ANLAMAYA - Almanca'ya çeviri

zu verstehen
anlamaya
anlaşılması
herauszufinden
öğrenmek
bulmak
anlamak
çözmek
keşfetmek
bulalım
zu begreifen
anlamaya
kavramaya
fark
anlamlandırma
zu erkennen
tanımak
tespit etmek
görmeye
anlamak
fark
algılamak
tanımlamak
tanıma
ayırt etmek
algılar
wissen
bilmek
bilir
öğrenmek
bilgi
hakkında
bilen
biliyoruz
farkında
nachzuvollziehen
anlıyorum
anlarım
anlayabiliyorum
zu ergründen
anlamaya
çözmek
keşfetmeye
öğrenmek
araştırmak
herausfinden
öğrenmek
bulmak
anlamak
çözmek
keşfetmek
bulalım

Anlamaya Turkce kullanımına örnekler ve bunların Almanca çevirileri

{-}
  • Colloquial category close
  • Ecclesiastic category close
  • Ecclesiastic category close
  • Programming category close
  • Computer category close
Gizlerini anlamaya çalışan arkeologlardır.
Archäologen versuchen, deren Geheimnisse zu ergründen.
İnsanlar anlamaya başlıyor.
Die Menschen beginnen zu begreifen.
Bir anlığına gözlerinizi kapatın ve şu an neler hissettiğinizi anlamaya çalışın.
Ihre Augen zu schließen und zu versuchen, zu erkennen, welche Gefühle Sie gerade empfinden.
Ama kim olduğunu anlamaya çalışıyor.
Aber er versucht herauszufinden, wer er ist.
kayıt sırasında ne olduğunu anlamaya çalıştım.
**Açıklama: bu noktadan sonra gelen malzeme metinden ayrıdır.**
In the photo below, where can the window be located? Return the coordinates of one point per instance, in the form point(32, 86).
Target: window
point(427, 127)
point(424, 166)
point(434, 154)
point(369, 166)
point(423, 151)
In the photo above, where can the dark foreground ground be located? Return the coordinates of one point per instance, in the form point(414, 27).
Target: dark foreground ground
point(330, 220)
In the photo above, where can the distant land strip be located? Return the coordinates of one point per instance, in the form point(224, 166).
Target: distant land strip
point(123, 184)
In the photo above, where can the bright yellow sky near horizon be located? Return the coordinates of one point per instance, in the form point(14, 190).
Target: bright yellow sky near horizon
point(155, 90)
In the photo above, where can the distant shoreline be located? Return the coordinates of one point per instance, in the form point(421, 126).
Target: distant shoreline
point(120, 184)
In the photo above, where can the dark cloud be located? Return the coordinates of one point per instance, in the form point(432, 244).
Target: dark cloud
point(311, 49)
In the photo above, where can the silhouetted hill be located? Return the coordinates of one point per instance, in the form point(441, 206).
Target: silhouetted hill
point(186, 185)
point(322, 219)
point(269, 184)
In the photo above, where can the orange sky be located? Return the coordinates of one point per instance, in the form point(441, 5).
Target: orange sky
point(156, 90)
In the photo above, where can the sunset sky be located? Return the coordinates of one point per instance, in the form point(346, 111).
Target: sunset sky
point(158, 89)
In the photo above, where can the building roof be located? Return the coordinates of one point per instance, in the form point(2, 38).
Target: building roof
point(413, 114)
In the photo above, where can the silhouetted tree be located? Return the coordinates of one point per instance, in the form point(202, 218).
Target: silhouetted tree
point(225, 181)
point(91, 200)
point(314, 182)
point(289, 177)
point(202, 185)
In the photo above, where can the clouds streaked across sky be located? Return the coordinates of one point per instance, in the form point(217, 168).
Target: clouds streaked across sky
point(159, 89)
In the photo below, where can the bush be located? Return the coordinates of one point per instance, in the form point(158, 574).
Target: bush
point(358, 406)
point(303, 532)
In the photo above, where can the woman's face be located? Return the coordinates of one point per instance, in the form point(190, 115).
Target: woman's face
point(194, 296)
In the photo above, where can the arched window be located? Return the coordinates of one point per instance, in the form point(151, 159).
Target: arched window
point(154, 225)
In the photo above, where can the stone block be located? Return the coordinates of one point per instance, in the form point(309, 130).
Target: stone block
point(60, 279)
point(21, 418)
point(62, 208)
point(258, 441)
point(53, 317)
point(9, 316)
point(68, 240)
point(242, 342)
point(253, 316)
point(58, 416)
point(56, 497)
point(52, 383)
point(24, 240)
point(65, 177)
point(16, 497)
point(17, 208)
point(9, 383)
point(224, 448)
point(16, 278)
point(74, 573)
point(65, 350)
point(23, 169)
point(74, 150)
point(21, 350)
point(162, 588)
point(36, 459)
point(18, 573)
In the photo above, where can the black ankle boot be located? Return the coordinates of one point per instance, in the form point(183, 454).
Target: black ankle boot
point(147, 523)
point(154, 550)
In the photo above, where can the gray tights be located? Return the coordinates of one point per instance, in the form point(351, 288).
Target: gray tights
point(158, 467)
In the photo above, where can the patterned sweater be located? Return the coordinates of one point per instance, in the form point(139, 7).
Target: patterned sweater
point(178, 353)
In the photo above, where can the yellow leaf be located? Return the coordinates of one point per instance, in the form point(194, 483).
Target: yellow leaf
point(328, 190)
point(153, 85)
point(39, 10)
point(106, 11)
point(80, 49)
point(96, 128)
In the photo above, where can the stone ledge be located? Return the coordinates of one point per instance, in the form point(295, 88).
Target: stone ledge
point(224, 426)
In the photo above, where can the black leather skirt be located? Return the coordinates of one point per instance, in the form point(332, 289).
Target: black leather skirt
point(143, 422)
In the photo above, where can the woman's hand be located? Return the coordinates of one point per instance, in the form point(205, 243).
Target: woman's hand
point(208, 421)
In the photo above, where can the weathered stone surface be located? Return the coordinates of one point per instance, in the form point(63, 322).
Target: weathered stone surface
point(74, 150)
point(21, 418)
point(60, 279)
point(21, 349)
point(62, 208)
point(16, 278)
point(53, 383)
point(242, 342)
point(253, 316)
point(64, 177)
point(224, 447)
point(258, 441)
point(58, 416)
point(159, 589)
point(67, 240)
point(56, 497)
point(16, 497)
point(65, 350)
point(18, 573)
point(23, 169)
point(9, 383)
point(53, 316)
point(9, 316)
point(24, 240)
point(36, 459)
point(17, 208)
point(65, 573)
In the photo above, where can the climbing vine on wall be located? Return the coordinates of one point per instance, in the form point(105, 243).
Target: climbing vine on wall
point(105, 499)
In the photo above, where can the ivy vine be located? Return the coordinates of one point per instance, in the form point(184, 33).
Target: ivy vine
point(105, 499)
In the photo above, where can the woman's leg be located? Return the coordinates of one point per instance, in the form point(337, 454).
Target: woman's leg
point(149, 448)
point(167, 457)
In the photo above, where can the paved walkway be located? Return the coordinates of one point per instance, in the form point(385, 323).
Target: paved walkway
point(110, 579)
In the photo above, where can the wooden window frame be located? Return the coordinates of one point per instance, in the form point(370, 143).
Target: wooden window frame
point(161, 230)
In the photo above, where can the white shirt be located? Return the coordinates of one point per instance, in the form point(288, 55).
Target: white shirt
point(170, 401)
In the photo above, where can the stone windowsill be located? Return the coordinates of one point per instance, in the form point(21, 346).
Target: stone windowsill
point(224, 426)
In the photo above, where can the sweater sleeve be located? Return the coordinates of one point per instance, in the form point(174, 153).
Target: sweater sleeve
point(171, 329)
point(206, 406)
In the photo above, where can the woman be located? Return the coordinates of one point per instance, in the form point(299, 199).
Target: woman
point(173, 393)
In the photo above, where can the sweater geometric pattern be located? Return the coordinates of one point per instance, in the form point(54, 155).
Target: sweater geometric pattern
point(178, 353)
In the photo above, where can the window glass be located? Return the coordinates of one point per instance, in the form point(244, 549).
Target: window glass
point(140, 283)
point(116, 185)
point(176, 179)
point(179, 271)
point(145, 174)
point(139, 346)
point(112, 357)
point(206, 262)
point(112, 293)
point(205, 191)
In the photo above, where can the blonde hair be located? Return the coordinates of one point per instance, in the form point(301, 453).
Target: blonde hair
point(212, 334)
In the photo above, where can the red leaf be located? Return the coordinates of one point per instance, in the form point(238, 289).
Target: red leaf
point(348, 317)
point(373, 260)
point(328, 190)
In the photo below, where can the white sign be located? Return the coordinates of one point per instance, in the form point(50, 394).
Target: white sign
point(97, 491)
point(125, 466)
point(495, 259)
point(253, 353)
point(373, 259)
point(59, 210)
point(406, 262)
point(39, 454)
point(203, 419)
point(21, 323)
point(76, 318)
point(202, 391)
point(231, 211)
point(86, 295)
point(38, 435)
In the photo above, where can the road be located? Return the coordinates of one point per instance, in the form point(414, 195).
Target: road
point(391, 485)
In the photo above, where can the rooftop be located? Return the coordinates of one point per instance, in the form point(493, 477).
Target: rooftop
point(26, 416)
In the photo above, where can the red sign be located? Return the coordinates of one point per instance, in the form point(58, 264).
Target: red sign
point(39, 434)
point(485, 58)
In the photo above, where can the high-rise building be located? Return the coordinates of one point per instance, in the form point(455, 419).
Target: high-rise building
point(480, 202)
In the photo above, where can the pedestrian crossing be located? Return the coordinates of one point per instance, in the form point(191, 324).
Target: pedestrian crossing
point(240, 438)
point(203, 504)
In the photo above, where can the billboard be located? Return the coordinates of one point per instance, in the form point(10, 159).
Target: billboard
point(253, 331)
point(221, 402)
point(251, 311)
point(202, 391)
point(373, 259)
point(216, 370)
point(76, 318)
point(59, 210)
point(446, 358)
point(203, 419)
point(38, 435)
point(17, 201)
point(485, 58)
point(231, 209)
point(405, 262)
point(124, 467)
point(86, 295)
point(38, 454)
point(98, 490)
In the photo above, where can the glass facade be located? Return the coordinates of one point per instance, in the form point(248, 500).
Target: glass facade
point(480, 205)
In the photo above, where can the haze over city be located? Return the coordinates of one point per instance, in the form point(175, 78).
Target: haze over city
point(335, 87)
Gerçekler üzerinden.
Ich ging nach Hause und versuchte nachzuvollziehen, was während der Aufnahme geschehen war.
Kim olduğunu anlamaya çalışıyorum. Trevor mu?
Ich will herausfinden, wer er ist. Trevor"?
Anlamaya çalıştığım şey, neden?
Ich will wissen, warum?
Insanları anlamaya yardımcı.
Den Menschen helfen zu begreifen.
Ler de, ileri görüşlü insanlar yerel malzemelerin değerini anlamaya başladılar.
Spätestens in den siebziger Jahren begannen einige fortschrittliche Leute, den Wert regionaler Produkte zu erkennen.
Kuzen! Lütfen beni anlamaya çalışın.
Cousin! Bitte versuchen Sie mich zu verstehen.
Ne olduğunu anlamaya çalışıyorum sadece.
Ich versuche nur herauszufinden, was passiert ist.
kayıt sırasında ne olduğunu anlamaya çalıştım.- Gerçekler.
Ich ging nach Hause und versuchte nachzuvollziehen, was während der Aufnahme geschehen war.
Köşe yazarları EPPnin kararının ardındaki nedenleri anlamaya çalışıyor.
Kommentatoren versuchen, die Motive hinter der EVP-Entscheidung zu ergründen.
Ne olduğunu anlamaya çalışan.
Sie wollten herausfinden, was los war.
Ne olduğunu anlamaya çalışıyorum. Hayır. Ben sadece gerçekte.
Ich will wissen, was wirklich passiert ist.
Anlamaya başlıyorsun, değil mi?
Du beginnst zu begreifen, oder?
Neden doğduğumu nihayet anlamaya başladım.
Ich beginne endlich zu verstehen, warum ich geboren wurde.
Neden Cortez ve beni gözetlediğini anlamaya çalışıyorum. -Ne?
Ich versuche, herauszufinden, wieso Sie Cortez und mir nachspionieren. -Was?
İşte yaşlı ruh olduklarını anlamaya başlayanlar bu insanlardır.
Das sind diejenigen, die anfangen zu erkennen, dass sie alte Seelen sind.
Onun ruh halini anlamaya çalışıyorum.
Ich versuche, Ihre Stimmung nachzuvollziehen.